Commuters have been making that choice for decades. When I reported on City Hall for the Honolulu Advertiser in 1974, Deputy Transportation Director Roy Parker called the choice Parker’s Law: Until public transit is demonstrably faster and more convenient than driving a car, most commuters will choose “my car at my time.” It’s just what Americans do.

In 2013, researchers did an experiment that produced a remarkable result: People showed an irrational bias toward automobiles despite evidence that other modes of transportation would save them money.

Check out their report 

Once it’s running, rail will be so much faster than commuting in one’s own car that “hitting the rails” will be an easy choice. The project will move commuters from Kapolei to downtown in about 40 minutes, and it won’t take long for a significant number of car drivers who commute along the line's route to switch to rail when they look up and see a train speeding past their traffic jam.

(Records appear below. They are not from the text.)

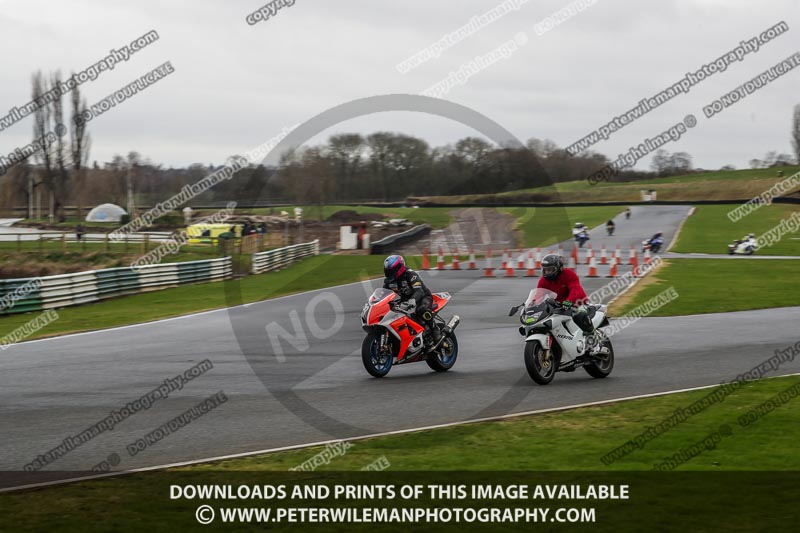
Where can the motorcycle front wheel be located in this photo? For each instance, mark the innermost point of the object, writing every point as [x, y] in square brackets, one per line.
[445, 355]
[541, 364]
[376, 363]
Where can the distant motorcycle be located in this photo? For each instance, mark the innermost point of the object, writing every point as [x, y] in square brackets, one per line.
[581, 237]
[394, 337]
[743, 247]
[554, 343]
[653, 245]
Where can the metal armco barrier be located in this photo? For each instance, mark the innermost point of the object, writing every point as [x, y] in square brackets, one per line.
[65, 290]
[281, 257]
[391, 242]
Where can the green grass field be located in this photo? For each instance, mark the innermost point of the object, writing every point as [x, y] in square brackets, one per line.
[738, 285]
[709, 230]
[570, 441]
[536, 223]
[716, 185]
[308, 274]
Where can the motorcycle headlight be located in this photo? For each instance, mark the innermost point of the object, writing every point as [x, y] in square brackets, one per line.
[531, 318]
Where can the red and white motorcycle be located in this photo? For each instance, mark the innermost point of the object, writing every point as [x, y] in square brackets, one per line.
[395, 337]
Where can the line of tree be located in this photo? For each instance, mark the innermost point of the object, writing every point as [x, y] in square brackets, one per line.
[382, 166]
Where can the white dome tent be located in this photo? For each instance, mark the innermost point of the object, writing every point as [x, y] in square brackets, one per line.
[106, 213]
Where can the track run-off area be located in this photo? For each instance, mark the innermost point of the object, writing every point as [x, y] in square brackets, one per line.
[290, 370]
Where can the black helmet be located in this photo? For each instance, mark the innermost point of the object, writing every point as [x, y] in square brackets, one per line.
[552, 265]
[394, 266]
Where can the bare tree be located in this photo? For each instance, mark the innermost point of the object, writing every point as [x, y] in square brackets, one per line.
[80, 142]
[796, 133]
[61, 173]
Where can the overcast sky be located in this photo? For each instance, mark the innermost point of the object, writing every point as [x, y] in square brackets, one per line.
[236, 85]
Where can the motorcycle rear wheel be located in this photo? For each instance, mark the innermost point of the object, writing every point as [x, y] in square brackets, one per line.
[377, 364]
[445, 355]
[604, 365]
[541, 368]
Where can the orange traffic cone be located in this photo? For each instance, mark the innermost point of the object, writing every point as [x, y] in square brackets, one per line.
[489, 272]
[472, 265]
[573, 263]
[592, 269]
[531, 272]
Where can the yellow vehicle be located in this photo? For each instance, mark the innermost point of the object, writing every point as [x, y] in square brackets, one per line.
[210, 233]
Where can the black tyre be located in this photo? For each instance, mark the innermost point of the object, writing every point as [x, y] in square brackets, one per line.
[445, 355]
[377, 364]
[602, 365]
[541, 365]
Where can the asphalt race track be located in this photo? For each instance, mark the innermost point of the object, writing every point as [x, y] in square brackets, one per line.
[314, 388]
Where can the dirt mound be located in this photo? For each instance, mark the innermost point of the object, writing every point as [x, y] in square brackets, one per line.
[348, 215]
[30, 265]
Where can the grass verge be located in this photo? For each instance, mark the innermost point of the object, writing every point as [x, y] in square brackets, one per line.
[534, 223]
[720, 185]
[569, 441]
[309, 274]
[739, 285]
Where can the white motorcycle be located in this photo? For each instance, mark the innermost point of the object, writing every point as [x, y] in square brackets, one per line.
[555, 343]
[743, 247]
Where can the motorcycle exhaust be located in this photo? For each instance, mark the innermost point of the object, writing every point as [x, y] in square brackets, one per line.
[452, 325]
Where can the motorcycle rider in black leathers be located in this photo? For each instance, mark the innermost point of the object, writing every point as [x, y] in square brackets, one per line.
[407, 283]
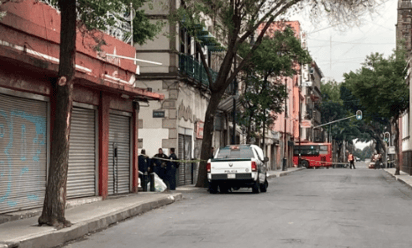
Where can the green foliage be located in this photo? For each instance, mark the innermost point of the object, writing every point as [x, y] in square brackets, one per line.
[277, 56]
[332, 108]
[380, 86]
[264, 95]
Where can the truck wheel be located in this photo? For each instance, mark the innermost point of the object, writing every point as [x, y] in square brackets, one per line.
[255, 187]
[224, 189]
[264, 186]
[304, 163]
[212, 188]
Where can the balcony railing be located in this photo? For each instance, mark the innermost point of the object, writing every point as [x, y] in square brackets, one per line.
[194, 69]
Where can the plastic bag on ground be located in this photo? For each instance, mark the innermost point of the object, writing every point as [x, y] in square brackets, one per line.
[160, 186]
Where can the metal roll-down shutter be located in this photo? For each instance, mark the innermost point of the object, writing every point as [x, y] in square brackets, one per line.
[119, 154]
[81, 178]
[23, 153]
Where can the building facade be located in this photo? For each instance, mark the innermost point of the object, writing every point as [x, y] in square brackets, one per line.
[177, 121]
[103, 138]
[404, 38]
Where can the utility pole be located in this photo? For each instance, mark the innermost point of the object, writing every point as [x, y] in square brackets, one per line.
[284, 162]
[234, 105]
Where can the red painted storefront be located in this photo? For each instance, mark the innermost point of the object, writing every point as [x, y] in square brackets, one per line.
[29, 52]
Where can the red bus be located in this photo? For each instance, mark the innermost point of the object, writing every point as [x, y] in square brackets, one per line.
[313, 154]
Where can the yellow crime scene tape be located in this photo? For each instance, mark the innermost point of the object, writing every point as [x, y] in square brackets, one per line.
[331, 163]
[174, 160]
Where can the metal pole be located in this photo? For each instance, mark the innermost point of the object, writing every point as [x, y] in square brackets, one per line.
[300, 119]
[284, 165]
[234, 105]
[131, 22]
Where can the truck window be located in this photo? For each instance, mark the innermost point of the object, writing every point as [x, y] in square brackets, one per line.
[323, 149]
[235, 152]
[259, 153]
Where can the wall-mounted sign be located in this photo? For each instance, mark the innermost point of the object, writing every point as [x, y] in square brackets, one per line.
[158, 113]
[306, 83]
[199, 129]
[305, 124]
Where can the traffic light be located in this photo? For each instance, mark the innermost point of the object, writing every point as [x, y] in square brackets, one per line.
[359, 115]
[387, 137]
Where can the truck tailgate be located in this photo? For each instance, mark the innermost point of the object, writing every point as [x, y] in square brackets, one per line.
[223, 166]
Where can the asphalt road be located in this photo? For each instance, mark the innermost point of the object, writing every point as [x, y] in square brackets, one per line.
[310, 208]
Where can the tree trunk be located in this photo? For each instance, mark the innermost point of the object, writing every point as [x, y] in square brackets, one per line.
[55, 199]
[207, 138]
[396, 142]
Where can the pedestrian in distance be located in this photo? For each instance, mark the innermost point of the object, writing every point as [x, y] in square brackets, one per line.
[351, 161]
[212, 152]
[378, 160]
[159, 164]
[144, 168]
[171, 170]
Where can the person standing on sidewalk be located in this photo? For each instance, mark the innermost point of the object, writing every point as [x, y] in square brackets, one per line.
[159, 165]
[144, 168]
[171, 169]
[351, 160]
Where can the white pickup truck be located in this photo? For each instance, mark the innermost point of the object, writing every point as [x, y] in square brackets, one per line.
[237, 166]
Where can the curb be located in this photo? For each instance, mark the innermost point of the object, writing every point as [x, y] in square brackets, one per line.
[399, 179]
[78, 230]
[285, 173]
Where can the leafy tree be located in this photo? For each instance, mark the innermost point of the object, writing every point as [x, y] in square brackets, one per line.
[234, 23]
[381, 89]
[332, 108]
[87, 15]
[275, 58]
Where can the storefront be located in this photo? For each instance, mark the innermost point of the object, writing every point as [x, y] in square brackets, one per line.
[23, 150]
[82, 174]
[104, 115]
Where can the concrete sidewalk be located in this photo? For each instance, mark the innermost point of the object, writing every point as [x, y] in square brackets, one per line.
[93, 217]
[280, 173]
[85, 218]
[403, 177]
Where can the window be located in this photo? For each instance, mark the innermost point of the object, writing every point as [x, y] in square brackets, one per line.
[235, 152]
[306, 150]
[323, 149]
[405, 125]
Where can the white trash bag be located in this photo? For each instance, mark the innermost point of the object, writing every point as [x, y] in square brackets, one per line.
[160, 186]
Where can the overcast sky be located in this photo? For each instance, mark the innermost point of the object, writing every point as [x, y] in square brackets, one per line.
[338, 52]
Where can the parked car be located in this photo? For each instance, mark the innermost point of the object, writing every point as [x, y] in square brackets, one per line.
[238, 166]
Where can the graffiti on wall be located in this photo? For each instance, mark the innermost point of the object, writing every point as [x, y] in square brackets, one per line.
[22, 157]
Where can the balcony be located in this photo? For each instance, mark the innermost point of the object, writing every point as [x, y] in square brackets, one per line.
[194, 69]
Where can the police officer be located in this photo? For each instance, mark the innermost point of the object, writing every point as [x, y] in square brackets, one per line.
[159, 165]
[171, 169]
[144, 168]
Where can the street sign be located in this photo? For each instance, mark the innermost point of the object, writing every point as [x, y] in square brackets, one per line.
[358, 115]
[306, 84]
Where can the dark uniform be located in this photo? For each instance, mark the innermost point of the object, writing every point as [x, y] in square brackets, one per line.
[171, 171]
[144, 167]
[159, 166]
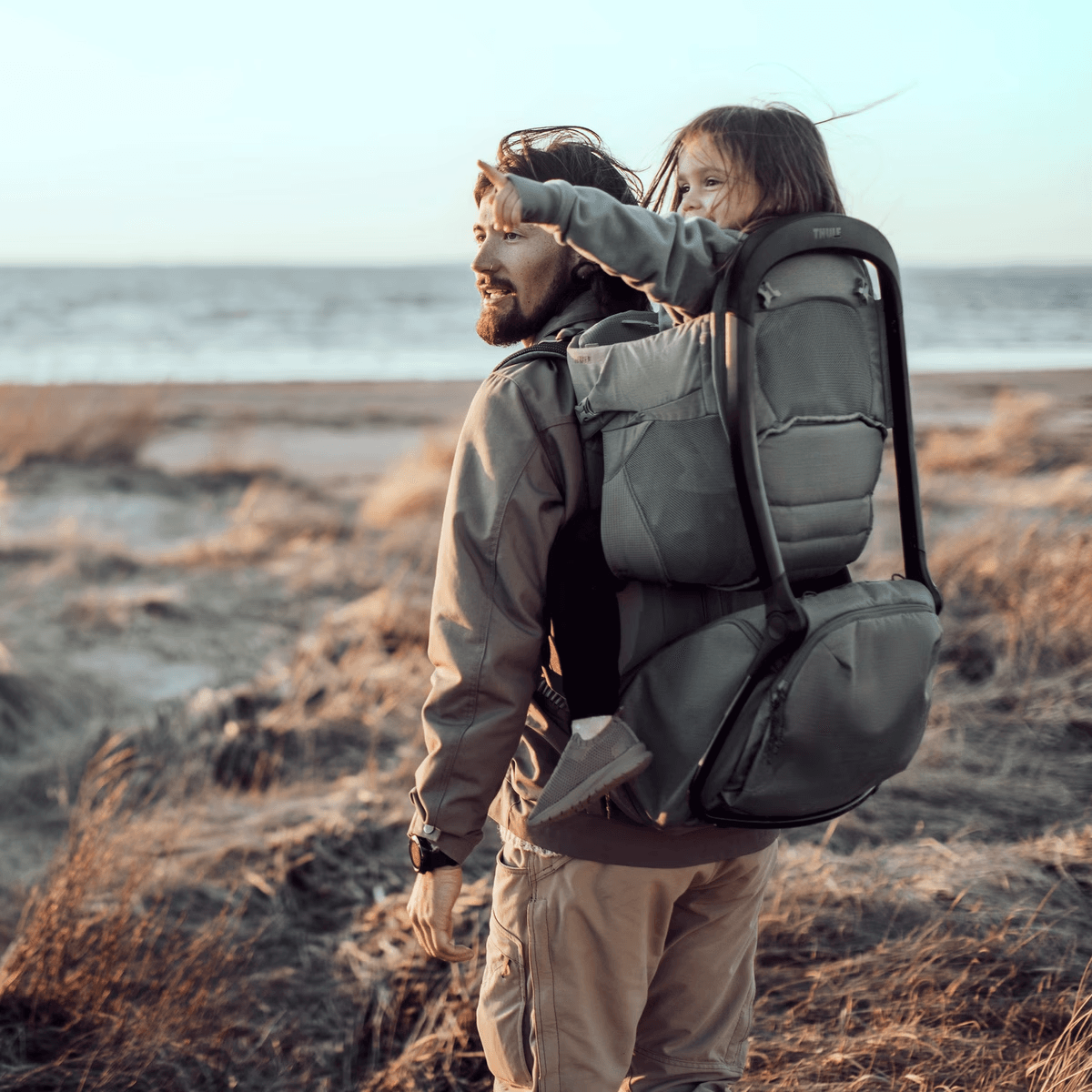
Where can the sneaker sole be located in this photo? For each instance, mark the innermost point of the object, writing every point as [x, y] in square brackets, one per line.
[611, 776]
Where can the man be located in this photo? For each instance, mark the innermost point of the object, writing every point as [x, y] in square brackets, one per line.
[618, 956]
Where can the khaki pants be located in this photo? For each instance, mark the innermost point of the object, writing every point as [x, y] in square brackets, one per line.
[605, 977]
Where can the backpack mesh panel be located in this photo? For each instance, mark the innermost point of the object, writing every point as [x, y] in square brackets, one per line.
[688, 495]
[814, 359]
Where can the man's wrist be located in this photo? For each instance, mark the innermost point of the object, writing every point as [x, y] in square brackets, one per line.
[425, 856]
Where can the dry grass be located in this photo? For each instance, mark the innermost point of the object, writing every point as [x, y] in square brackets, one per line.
[1066, 1066]
[1020, 440]
[947, 964]
[271, 519]
[1016, 598]
[101, 425]
[105, 986]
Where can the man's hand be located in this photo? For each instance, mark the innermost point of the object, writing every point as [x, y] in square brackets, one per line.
[430, 905]
[507, 207]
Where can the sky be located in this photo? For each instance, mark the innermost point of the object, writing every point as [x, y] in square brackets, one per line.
[341, 131]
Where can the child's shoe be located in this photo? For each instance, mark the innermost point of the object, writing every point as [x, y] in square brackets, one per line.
[590, 767]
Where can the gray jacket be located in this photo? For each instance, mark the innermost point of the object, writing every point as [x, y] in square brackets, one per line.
[672, 259]
[518, 478]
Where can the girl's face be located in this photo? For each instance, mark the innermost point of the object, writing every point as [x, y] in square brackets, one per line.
[711, 188]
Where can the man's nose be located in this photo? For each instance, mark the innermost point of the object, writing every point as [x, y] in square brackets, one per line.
[485, 259]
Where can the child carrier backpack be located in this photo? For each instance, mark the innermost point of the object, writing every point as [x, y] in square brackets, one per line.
[740, 452]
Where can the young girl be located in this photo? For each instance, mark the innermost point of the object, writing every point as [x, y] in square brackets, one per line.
[733, 168]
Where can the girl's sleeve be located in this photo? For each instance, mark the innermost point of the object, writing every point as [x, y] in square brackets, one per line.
[672, 259]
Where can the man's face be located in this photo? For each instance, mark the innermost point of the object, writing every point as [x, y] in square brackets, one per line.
[524, 278]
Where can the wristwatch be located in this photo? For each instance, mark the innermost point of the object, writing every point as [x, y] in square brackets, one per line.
[425, 856]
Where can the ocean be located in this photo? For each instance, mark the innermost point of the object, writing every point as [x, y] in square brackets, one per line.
[278, 323]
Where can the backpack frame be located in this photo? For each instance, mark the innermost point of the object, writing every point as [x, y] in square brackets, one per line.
[735, 306]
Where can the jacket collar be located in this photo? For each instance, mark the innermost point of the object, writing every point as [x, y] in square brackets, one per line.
[581, 314]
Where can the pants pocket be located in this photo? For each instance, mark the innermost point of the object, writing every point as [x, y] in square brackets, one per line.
[502, 1008]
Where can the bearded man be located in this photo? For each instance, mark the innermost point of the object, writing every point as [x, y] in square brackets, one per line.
[618, 956]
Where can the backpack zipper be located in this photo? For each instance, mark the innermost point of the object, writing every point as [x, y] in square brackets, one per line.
[828, 627]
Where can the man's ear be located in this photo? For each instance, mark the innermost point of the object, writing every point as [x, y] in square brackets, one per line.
[583, 270]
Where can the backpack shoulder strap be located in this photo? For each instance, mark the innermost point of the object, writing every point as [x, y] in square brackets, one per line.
[540, 349]
[592, 485]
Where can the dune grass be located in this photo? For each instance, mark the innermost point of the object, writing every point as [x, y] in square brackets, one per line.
[250, 933]
[91, 424]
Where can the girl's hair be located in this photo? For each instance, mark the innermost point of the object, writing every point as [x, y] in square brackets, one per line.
[776, 146]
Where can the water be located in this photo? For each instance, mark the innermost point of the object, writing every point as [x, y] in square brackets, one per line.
[194, 325]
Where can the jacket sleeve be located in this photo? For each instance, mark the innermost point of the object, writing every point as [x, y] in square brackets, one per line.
[672, 259]
[503, 509]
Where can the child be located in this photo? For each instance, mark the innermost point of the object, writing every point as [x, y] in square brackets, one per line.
[733, 167]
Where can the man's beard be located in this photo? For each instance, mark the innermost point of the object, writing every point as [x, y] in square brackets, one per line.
[513, 325]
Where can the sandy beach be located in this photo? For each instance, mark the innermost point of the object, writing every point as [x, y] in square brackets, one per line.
[222, 591]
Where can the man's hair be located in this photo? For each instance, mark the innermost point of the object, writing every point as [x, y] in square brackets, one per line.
[577, 156]
[775, 146]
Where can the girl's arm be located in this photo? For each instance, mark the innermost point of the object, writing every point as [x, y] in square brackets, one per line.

It’s good to get my “rail juices” flowing again. I essentially shut down Yes2Rail when I moved to Sacramento in 2012 and turned my attention elsewhere. With the leadership of the Honolulu Authority for Rapid Transportation promising an October 10, 2020 start-up of the rail system, it might just be time to reenergize Yes2Rail. The naysayers are sure to be grabbing attention before 10/10/2020, and rail supporters would do well to balance the negativity with visions of rail's positive future. Of that,  I am confident.